Bem vindo ao mundo da Biologia !

   Introdução
       O sangue é um líquido avermelhado muito importante para o nosso organismo, sem este a vida ( pelo menos sob a forma que a conhecemos) não seria possível para a maioria dos animais, incluindo nós, humanos. O sangue circula pelo sistema vascular sanguíneo dos animais. O sangue  é produzido na medula óssea vermelha e tem como função a manutenção da vida do organismo por meio do transporte de nutrientes, toxinas, oxigénio e dióxido de carbono.
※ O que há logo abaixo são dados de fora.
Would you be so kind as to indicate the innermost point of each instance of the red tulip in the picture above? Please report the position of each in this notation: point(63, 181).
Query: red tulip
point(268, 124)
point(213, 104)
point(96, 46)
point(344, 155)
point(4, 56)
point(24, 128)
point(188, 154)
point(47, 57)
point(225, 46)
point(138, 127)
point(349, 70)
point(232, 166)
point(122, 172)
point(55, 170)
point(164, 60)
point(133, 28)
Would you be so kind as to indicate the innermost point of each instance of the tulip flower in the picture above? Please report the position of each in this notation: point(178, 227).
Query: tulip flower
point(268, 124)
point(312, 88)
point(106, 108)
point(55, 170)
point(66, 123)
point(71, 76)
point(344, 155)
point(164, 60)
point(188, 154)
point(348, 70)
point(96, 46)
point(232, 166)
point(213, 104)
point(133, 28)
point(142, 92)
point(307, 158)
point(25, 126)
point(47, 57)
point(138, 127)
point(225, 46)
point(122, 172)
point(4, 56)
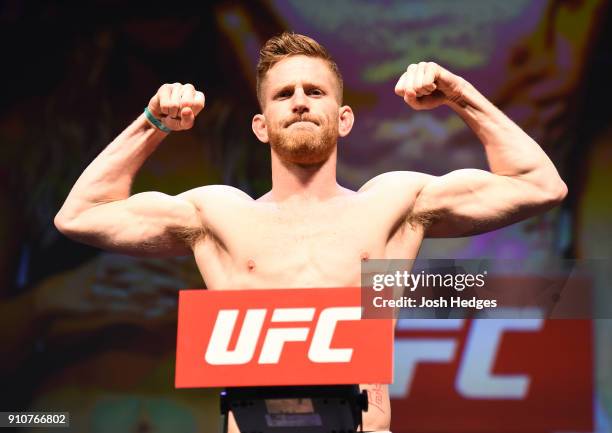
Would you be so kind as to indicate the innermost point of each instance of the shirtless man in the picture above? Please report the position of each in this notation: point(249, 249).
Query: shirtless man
point(308, 227)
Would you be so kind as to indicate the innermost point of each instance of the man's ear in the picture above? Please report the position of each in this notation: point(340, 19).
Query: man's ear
point(345, 120)
point(258, 124)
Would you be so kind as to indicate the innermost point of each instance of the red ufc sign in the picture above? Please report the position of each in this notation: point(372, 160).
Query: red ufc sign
point(493, 375)
point(279, 337)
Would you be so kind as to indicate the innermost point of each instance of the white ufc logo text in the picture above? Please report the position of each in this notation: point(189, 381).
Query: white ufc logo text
point(218, 352)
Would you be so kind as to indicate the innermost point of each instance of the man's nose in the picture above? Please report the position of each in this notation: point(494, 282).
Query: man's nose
point(300, 102)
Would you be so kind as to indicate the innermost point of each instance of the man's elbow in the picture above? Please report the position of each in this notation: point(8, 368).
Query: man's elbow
point(554, 193)
point(67, 225)
point(63, 223)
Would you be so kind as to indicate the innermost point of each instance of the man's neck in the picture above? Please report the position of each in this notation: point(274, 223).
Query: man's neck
point(310, 182)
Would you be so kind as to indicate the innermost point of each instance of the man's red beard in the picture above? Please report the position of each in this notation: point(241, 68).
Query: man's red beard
point(308, 144)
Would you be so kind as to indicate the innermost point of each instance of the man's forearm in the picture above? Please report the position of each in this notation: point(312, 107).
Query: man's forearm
point(510, 151)
point(109, 177)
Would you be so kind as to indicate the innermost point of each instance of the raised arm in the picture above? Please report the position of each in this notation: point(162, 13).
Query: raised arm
point(99, 209)
point(522, 182)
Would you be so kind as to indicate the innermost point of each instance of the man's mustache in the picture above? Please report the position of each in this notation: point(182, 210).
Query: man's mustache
point(302, 118)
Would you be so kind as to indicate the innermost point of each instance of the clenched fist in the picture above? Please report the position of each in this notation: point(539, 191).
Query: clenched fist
point(176, 105)
point(428, 85)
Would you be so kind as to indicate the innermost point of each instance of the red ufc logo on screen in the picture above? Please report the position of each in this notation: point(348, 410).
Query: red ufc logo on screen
point(488, 375)
point(279, 337)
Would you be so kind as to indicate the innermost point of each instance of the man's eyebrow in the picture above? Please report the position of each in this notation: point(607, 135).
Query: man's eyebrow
point(291, 86)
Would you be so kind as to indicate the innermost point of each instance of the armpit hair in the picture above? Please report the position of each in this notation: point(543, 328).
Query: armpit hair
point(422, 219)
point(190, 236)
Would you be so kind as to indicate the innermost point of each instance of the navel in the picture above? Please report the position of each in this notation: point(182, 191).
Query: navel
point(251, 265)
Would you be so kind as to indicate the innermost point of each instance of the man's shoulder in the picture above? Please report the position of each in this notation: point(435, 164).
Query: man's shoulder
point(217, 192)
point(406, 181)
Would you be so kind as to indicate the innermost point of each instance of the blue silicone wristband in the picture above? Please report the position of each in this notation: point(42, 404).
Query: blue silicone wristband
point(156, 122)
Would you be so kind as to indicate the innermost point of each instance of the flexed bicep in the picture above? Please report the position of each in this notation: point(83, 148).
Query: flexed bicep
point(470, 201)
point(145, 224)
    É constituído por diversos tipos de células que estão numa parte líquida denominada de plasma. Essas células são classificadas como leucócitos (Glóbulos Brancos), eritrócitos (Glóbulos Vermelhos) e trombócitos (plaquetas). Os glóbulos vermelhos têm como função transportar oxigénio até às células e dióxido de carbono até aos pulmões pela hemoglobina. A função das plaquetas ou trombócitos é realizar a coagulação do sangue. Os leucócitos ou glóbulos brancos têm como função proteger o organismos de agentes agressores. Existem diferentes tipos de leucócitos, cada um com funções específicas. Existem os granulares (Neutrófilos, Eosinófilos e Basófilos)e os agranulares (Monócitos e Linfócitos),com a excepção dos linfócitos os restantes leucócitos são capazes de realizar a fagocitose e por isso são denominados de células fagocitárias ou fagócitos.
    Os linfócitos podem classificar-se em três tipos : os linfócitos T, os linfócitos B e as células Natural Killer (NK), estes fazem parte da imunidade específica, pois produzem anticorpos para “imobilizar” apenas microorganismos específicos (através do reconhecimento de antigénios específicos.).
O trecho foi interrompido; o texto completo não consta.